Vector Databases

You’ve created your embeddings. Now you need to store millions of them and find the most similar ones to a query vector in milliseconds. That’s what vector databases do. They’re a specialized data infrastructure layer that makes semantic search practical at scale.

Why Regular Databases Don’t Work

Standard databases optimize for exact lookups (give me the row with id=42) or range queries (give me all rows where age > 30). They’re terrible at “give me the 10 most similar vectors to this query.”

A brute-force similarity search over 10 million vectors would compute 10 million cosine similarities per query — that’s roughly 1–2 seconds on modern hardware, far too slow for interactive applications. Vector databases use specialized index structures to make this fast.

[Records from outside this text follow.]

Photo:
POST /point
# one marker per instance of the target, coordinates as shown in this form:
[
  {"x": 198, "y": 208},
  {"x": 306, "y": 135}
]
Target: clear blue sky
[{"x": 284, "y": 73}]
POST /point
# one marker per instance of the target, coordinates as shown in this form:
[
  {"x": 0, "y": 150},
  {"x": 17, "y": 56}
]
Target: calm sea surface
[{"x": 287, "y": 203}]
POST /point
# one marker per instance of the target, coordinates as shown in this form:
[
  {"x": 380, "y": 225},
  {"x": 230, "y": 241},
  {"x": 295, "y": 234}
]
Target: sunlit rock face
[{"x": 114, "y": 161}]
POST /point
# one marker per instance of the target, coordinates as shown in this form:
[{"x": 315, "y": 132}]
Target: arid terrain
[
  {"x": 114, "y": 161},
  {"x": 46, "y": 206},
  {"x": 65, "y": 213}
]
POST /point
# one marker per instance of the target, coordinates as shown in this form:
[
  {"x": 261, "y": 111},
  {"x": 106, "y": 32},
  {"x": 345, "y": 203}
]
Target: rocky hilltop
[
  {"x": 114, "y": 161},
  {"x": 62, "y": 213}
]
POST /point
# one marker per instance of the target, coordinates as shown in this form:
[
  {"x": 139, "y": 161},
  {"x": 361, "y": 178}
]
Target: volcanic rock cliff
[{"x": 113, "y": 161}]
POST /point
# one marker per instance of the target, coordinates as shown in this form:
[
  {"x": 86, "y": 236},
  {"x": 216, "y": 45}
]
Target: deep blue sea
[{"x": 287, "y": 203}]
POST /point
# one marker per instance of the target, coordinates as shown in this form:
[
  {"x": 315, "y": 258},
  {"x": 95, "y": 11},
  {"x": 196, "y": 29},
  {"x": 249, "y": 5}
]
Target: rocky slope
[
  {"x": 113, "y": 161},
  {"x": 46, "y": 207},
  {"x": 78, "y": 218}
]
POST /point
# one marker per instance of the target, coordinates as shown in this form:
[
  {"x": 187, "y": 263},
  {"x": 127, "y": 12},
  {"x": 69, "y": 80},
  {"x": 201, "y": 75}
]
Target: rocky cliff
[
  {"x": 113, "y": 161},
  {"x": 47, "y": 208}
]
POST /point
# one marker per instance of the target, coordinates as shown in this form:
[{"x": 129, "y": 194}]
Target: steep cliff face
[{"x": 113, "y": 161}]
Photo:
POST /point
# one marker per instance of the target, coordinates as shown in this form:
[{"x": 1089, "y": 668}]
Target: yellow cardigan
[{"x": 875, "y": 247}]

Approximate Nearest Neighbor Search

The key insight: for most applications, finding the exact top-10 most similar vectors is unnecessary. Finding vectors that are approximately most similar (recall@10 > 90%) is fast enough and the quality difference is negligible.

This is Approximate Nearest Neighbor (ANN) search, and it’s what every vector database uses internally.

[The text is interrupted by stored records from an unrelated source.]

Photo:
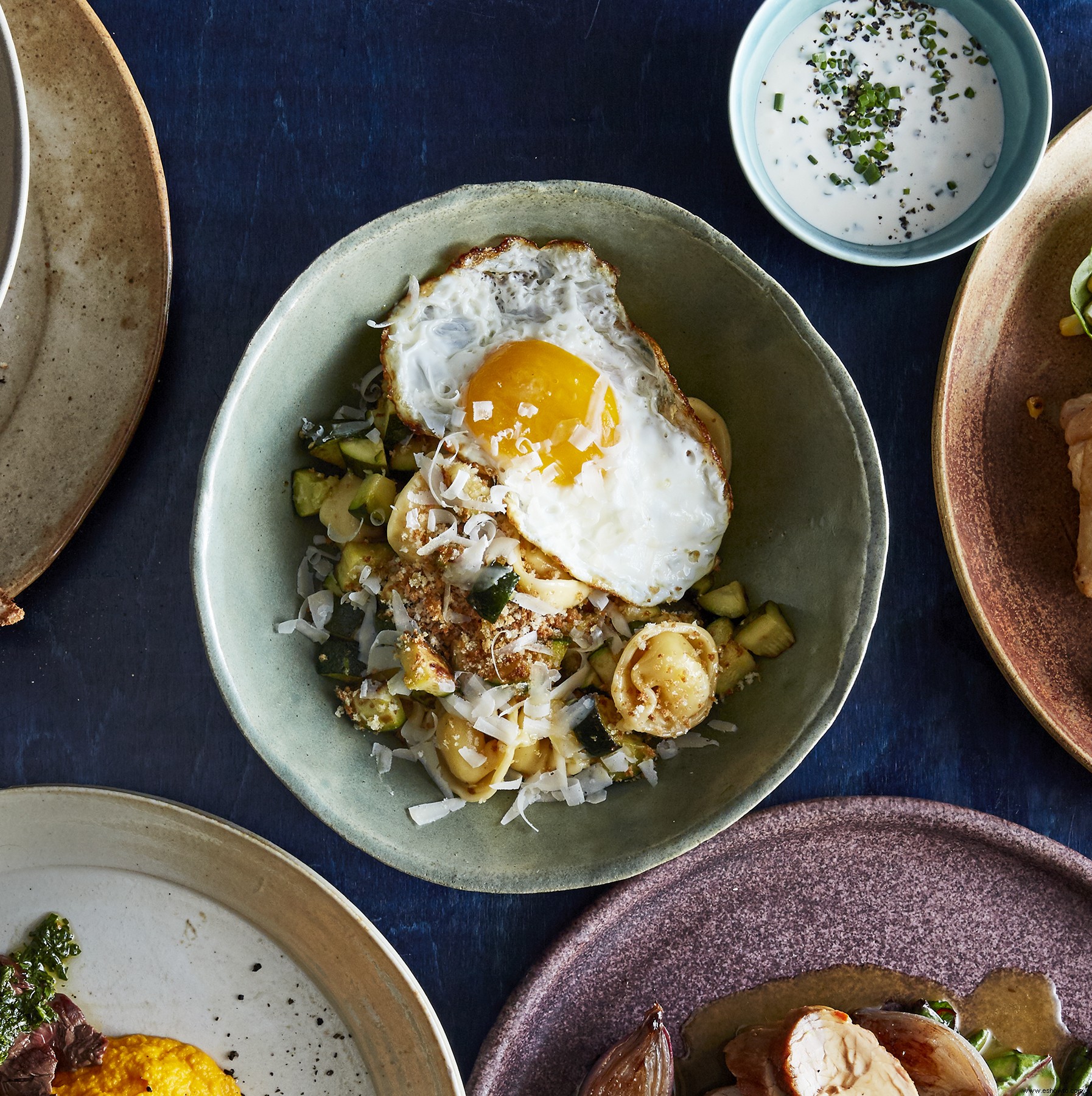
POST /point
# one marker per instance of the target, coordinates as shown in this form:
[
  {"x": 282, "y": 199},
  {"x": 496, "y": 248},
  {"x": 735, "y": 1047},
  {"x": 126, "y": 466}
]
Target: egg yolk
[{"x": 531, "y": 395}]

Exact NN:     100% recall, O(N) per query → 1000ms for 10M vectors
ANN (HNSW):   99% recall, O(log N) per query → 5ms for 10M vectors

HNSW: The Dominant Index Structure

Hierarchical Navigable Small World (HNSW) graphs are the standard index in most production vector databases. The intuition:

Layer 2 (long hops): ●──────────────────●
                      │
Layer 1 (medium):    ●────●────●────●───●
                      │
Layer 0 (fine):      ●──●──●──●──●──●──●──● (all vectors)

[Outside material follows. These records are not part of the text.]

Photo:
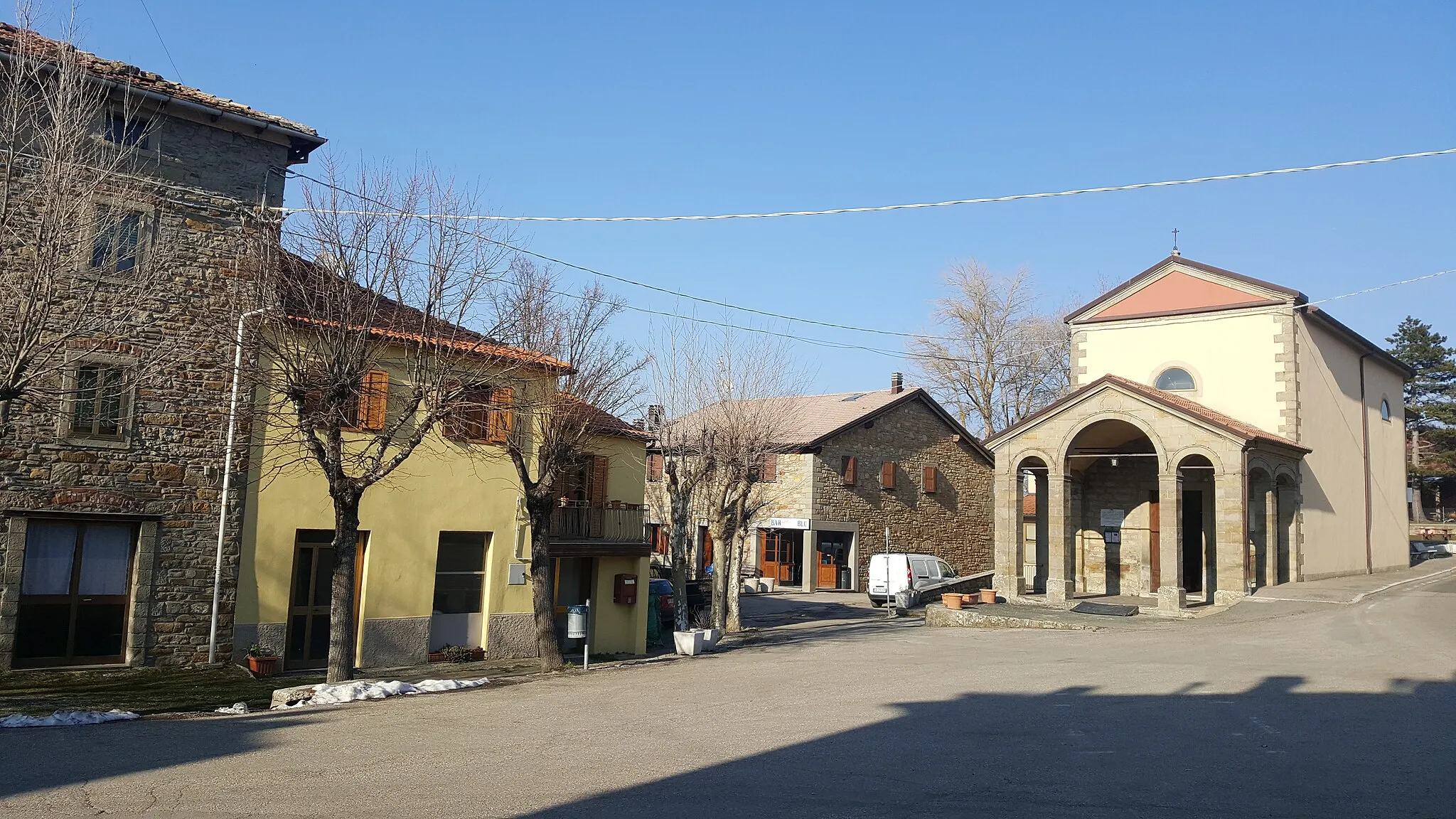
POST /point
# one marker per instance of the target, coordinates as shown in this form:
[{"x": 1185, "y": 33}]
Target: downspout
[
  {"x": 1365, "y": 452},
  {"x": 228, "y": 481}
]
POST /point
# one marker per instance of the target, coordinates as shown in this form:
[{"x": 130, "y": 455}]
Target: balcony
[{"x": 580, "y": 522}]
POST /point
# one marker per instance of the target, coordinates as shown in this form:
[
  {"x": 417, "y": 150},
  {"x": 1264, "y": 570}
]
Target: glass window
[
  {"x": 1175, "y": 379},
  {"x": 461, "y": 573},
  {"x": 118, "y": 233}
]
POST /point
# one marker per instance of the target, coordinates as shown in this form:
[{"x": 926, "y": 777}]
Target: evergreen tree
[{"x": 1430, "y": 402}]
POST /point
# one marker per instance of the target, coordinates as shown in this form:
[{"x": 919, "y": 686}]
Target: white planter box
[{"x": 689, "y": 643}]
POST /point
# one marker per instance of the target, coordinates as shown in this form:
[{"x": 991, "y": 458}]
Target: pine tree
[{"x": 1430, "y": 402}]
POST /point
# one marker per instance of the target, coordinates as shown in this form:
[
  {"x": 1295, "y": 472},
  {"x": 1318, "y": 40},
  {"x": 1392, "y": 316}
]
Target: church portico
[{"x": 1139, "y": 494}]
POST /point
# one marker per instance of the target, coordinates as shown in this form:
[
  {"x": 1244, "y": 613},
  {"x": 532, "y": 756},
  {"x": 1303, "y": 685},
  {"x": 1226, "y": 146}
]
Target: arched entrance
[
  {"x": 1032, "y": 506},
  {"x": 1113, "y": 470}
]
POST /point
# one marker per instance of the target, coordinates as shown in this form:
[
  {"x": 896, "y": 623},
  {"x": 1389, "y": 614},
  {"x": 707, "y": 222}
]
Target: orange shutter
[
  {"x": 501, "y": 417},
  {"x": 373, "y": 400}
]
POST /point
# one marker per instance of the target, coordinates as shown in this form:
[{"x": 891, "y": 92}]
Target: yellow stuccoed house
[{"x": 444, "y": 544}]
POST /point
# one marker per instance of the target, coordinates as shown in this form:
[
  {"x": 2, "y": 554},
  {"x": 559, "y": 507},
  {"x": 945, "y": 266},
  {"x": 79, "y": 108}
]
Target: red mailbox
[{"x": 623, "y": 589}]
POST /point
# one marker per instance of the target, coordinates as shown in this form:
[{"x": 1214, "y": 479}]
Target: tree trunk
[
  {"x": 543, "y": 605},
  {"x": 341, "y": 595}
]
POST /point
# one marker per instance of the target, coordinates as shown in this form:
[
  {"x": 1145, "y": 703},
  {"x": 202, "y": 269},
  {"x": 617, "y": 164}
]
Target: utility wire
[
  {"x": 165, "y": 50},
  {"x": 593, "y": 272},
  {"x": 880, "y": 209}
]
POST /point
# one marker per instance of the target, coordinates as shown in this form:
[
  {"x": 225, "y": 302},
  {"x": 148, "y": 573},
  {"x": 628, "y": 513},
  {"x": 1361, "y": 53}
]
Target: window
[
  {"x": 461, "y": 573},
  {"x": 127, "y": 130},
  {"x": 118, "y": 235},
  {"x": 100, "y": 402},
  {"x": 487, "y": 416},
  {"x": 1175, "y": 379}
]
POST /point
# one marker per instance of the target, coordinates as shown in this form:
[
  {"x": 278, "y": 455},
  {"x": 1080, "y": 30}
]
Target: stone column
[
  {"x": 1062, "y": 531},
  {"x": 1171, "y": 595},
  {"x": 1008, "y": 537}
]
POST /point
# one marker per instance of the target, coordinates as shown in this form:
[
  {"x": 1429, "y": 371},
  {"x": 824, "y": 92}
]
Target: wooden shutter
[
  {"x": 503, "y": 416},
  {"x": 373, "y": 400}
]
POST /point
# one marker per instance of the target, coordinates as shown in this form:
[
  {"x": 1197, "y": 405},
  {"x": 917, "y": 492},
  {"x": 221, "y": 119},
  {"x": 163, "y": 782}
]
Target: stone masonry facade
[
  {"x": 954, "y": 522},
  {"x": 165, "y": 474}
]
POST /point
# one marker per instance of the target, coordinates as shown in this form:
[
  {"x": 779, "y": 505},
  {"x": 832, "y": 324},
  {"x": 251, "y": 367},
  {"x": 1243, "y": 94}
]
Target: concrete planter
[{"x": 689, "y": 643}]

Search: Start at top layer (few nodes, long range)
        Navigate towards query
        Drop to lower layer when closer
        Repeat until layer 0 → return top-K

HNSW achieves near-logarithmic query time with excellent recall (~99% in practice). It’s used by Weaviate, Qdrant, Milvus, and Chroma by default.

Key tradeoffs in HNSW:

ef_construction (higher → better recall, slower indexing, more memory)
m (connections per node, higher → better recall, more memory)
ef at query time (higher → better recall, slower queries)

IVF: For Very Large Scale

Inverted File Index (IVF) partitions the vector space into clusters (using k-means). At query time, only the closest clusters are searched.

IVF workflow:
  Train: Cluster all vectors into K centroids (K=1000 typical)
  Index: Assign each vector to its nearest centroid

  Query: Find top nprobe centroids near query (e.g., nprobe=10)
         Search only vectors in those K clusters

Result: ~100× faster than brute force for large datasets
        with ~95-98% recall at nprobe=10

Used extensively in Faiss (Facebook AI Similarity Search) and as an option in most managed databases. Preferred for datasets >100M vectors.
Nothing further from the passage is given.